Colombia Accompanier Report: We Still Live in Fear

By Eddie Rosa-Fuentes

The farmers told us that it was a regular day. They had waked up early to work, to do their regular stuff. But just like that, members of the paramilitary killed three men of their community of La Alemania. At the beginning the farmers were confused. However, they did know one thing: they needed to flee. If they stayed, they could be killed next.

After several years of being forced to live away from their land, they again occupied what was theirs. For six years now they have been living and working their land. In peace? I don’t know. I am not sure. Because ever since the paramilitary left in 2010, as one farmer, Don Manuel, said, the residents of La Alemania always fear being displaced again.

This is the community in La Alemania. It is a community that lives in simplicity. They have no electricity and no water supply. The water they need they take from the limited rain of the season, now a season of drought because of the El Niño phenomenon. The food, which was amazing, was made in a fireplace, with firewood. In that fireplace they cooked everything, their rice, their yucca, their yams. Their small houses, made of some kind of wood, had no ventilation. We stayed in a concrete house, where the bats were flying around us all night. That helped a little bit, because that way, we were able to feel a little bit of the air flowing. Yes…God bless the bats in the middle of a hot and humid place when there is not a fan. Bucket bath was an everyday experience.

Life was simple, but people lived with the fear of being displaced again. Why were they displaced? Officially there was no reason for their displacement and no official reason for the killing. However, in this community with more than 500 hectares of arable land and great land for livestock, it is not difficult to deduce that big landowners want the farmers’ land resources. Multinational corporations need resources to expand. So they have hired “hitmen,” or I should say paramilitaries, to take these people off their land. Nárcido, one of the community leaders, was telling us what multinationals want to cultivate and to do in those lands: grow palm trees (for palm oil), and other exotic crops. They even want to take the land for natural gas. Rich with all those resources, this simple community still lives with the fear of being displaced again.

Could you imagine what it means to be in your home, but to never know when you might need to leave it because someone might just come and kill you or your neighbor? Can that be called home? Nárcido has even received a death threat. Somehow he keeps it together, and keeps working in and with the community.

We U.S. citizens, with U.S. passports and with our U.S. privilege of living in a “first world” country, came and visited this community. The U.S. has many multinational corporations who go to countries like Colombia and steal the lands of the people, using many strategies; violence is one of those. The U.S. is a country where we are more focused on ourselves than on “the others,” where we are not used to being “others” because we are the ones in power.

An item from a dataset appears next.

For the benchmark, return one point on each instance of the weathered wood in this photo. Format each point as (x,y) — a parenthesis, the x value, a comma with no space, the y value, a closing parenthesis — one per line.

As U.S. representatives, what can we do? How can we accompany them, not to save them, because we are not saviors, but be with them in their struggle, knowing that at any time, as allies, we can just decide to come back to the comfort of our homes, without the fear of being kicked out? I have no answer, but I am willing to work to find an answer, even if it means sometimes to negate myself for the sake of others.

Are you willing to struggle and feel the discomfort of accompaniment?